I'm trying to use BeautifulSoup to get information from HTML files. After narrowing down the 'soup' through soup.table.table.tbody.find_all('table', attrs={'cellspacing' : '0'})
, this is the kind of html I have to work with (I've removed some of the html to save space):
<table border="0" cellpadding="0" cellspacing="0" width="100%">
<tbody>
<tr><td>SOME CITY</td></tr>
</tbody>
</table>, <table border="0" cellpadding="0" cellspacing="0" width="100%">
<tbody>
<tr><td>SOME ADDRESS</td></tr>
<tr><td>SOME ADDRESS 2</td></tr>
<tr><td>SOME CITY, STATE, ZIPCODE</td></tr>
<tr><td><a class="icon_arrow" href="http://SOMEURL" onclick="window.open('http://SOMEWEBSITE'); return false;" target="_blank">Visit website</a></td></tr>
</tbody>
</table>, <table border="0" cellpadding="0" cellspacing="0" width="100%">
<tbody>
<tr><td>SOME NAME </td></tr>
</tbody>
</table>, <table border="0" cellpadding="0" cellspacing="0" width="100%">
<tbody>
<tr><td nowrap="nowrap">SOME TELEPHONE</td></tr>
<tr><td><a class="icon_arrow" href="/mcs/iframecontactUsFormAction.do?toEmail=SOME@EMAIL.COM" onclick="window.open(%=contactUs%); return false;" target="_blank">E-mail Me</a></td></tr>
</tbody>
</table>, <table border="0" cellpadding="0" cellspacing="0" width="100%">
<tbody>
<tr><td>SOME CTIY</td></tr>
</tbody>
</table>, <table border="0" cellpadding="0" cellspacing="0" width="100%">
<tbody>
<tr><td>SOME ADDRESS</td></tr>
<tr><td>SOME ADDRESS2</td></tr>
<tr><td>SOME CITY, STATE, ZIPCODE</td></tr>
</tbody>
</table>, <table border="0" cellpadding="0" cellspacing="0" width="100%">
<tbody>
<tr><td>SOME NAME </td></tr>
</tbody>
</table>, <table border="0" cellpadding="0" cellspacing="0" width="100%">
<tbody>
<tr><td nowrap="nowrap">SOME TELEPHONE</td></tr>
<tr><td><a class="icon_arrow" href="/mcs/iframecontactUsFormAction.do?toEmail=SOME@EMAIL.COM" onclick="window.open(%=contactUs%); return false;" target="_blank">E-mail Me</a></td></tr>
</tbody>
</table>
</table>
The format for these pages is similar, some with more or less records.
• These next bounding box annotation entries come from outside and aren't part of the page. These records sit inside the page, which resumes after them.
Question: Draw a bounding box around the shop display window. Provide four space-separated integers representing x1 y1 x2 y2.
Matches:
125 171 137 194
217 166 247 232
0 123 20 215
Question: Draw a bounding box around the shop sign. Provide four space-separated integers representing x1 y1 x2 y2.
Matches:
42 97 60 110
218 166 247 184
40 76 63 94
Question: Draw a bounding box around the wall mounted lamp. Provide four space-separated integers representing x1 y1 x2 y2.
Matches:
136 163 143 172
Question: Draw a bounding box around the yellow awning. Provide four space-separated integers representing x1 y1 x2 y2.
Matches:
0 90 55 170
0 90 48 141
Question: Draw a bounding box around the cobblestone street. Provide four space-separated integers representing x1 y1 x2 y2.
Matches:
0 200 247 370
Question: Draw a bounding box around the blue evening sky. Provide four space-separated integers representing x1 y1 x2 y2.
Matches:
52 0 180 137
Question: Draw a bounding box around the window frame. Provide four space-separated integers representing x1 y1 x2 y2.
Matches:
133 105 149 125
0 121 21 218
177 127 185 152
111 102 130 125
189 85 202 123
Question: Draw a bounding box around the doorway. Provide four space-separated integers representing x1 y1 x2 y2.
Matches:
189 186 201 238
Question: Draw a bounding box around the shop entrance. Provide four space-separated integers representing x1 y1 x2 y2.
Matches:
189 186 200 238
The information I am interested in extracting is SOME CITY, SOME ADDRESS, SOME ADDRESS2, SOME CITY, STATE, ZIPCODE, NAME, SOME TELEPHONE, and SOME@EMAIL.COM (though this can be skipped).
Looking at the html, it appears that all of the relevant information is between tags. I am just having a difficult time getting BS to find those tags to extract the information.